# Cold War Movies - "The Day After" vs "Threads"



## syscom3 (Feb 22, 2013)

If you grew up in the early 80's, you would know about these two films. What did you think of them?

I'm beginning to believe that "Threads" is as good as "All Quiet on the Western Front" for being a no holds barred look at war.


----------



## Wildcat (Feb 23, 2013)

I haven't seen "Threads", but as a kid "The Day After" scared the living sh*t outta me.


----------



## evangilder (Feb 23, 2013)

I'm with you on that, Andy. I am pretty sure I saw threads many years ago as well. I couldn't imagine living through something like that. I think I'd rather go in the initial flash.


----------



## syscom3 (Feb 23, 2013)

Wildcat, "Threads" is on youtube. Watch some time and let me know what you think. It makes the "Day After" look tame. "Threads" is about what happens in an urban area. "Day After" was mostly the aftermath in a rural area.


----------



## michaelmaltby (Feb 23, 2013)

The War Game, a BBC docu-drama by British diretor, Peter Watkins, was the beginning and inspiration for Threads et al:


_View: https://www.youtube.com/watch?v=58NmAzQzRjk_

MM


----------



## syscom3 (Feb 23, 2013)

michaelmaltby ... I saw that one too. Another good one.


----------



## Airframes (Feb 23, 2013)

Don't recognise either of them, unless one of them was set in a town in the north of England? If so, I've been wanting to know the title for years!


----------



## syscom3 (Feb 23, 2013)

Airframes said:


> Don't recognise either of them, unless one of them was set in a town in the north of England? If so, I've been wanting to know the title for years!



You need to watch both of them. Especially Threads.


----------



## Capt. Vick (Feb 23, 2013)

Never saw Threads, but am definitely interested and will watch on Utube. I remember the day after was a TV movie here in the states, but when I went to Spain it was in the theaters as a major motion picture. What a difference the pond makes huh?


----------



## Matt308 (Feb 25, 2013)

I watched it over the weekend. For those who grew up in the '70s it is truly haunting.
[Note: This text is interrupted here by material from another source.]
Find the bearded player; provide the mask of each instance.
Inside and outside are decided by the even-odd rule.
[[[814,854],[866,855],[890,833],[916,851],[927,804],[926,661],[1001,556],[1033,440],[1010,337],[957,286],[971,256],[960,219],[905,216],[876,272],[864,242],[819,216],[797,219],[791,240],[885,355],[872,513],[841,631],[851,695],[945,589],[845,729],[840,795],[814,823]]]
Still bothering me. [Note not up to today's production standards, but chilling in a nuclear winter sense] Definitely worth watching.


----------



## michaelmaltby (Feb 25, 2013)

Let's not forget Neville Shute's "On the Beach" -- a good read and a great film -- with Gregory Peck, IIRC. 

MM


----------



## syscom3 (Feb 26, 2013)

Matt, the one thing that "the Day After" didn't portray at all was the thermal pulse and firestorms after the detonations. I thought it was freaky seeing that boy in the garden get burned to the skull from those effects.


----------



## syscom3 (Feb 26, 2013)

michaelmaltby said:


> Let's not forget Neville Shute's "On the Beach" -- a good read and a great film -- with Gregory Peck, IIRC.
> 
> MM



Not even in the league of either film.


----------



## michaelmaltby (Feb 26, 2013)

Define "league" ... 

MM


----------



## Matt308 (Feb 26, 2013)

syscom3 said:


> Matt, the one thing that "the Day After" didn't portray at all was the thermal pulse and firestorms after the detonations. I thought it was freaky seeing that boy in the garden get burned to the skull from those effects.



It's been 30yrs since the day after. I don't remember much. But threads was haunting. And VERY flawed. The EMP effects are chilling. Especially in today's society. The nuclear winter stuff is overblown... like anthropomorphic global warming. Sagan was not a God.


----------



## syscom3 (Feb 26, 2013)

I agree.


----------



## David Scott (Mar 17, 2013)

I saw "The Day After" on it's debut. I was 14 at the time and I remember having nightmares for a month or so afterwards. I just recently watched "Threads" and all I have to say is thank god I didn't see it when it came out. MUCH more raw and real.


----------



## Readie (Mar 17, 2013)

michaelmaltby said:


> Let's not forget Neville Shute's "On the Beach" -- a good read and a great film -- with Gregory Peck, IIRC.
> 
> MM



Yep. Good film, shows the waste of good cars too....


----------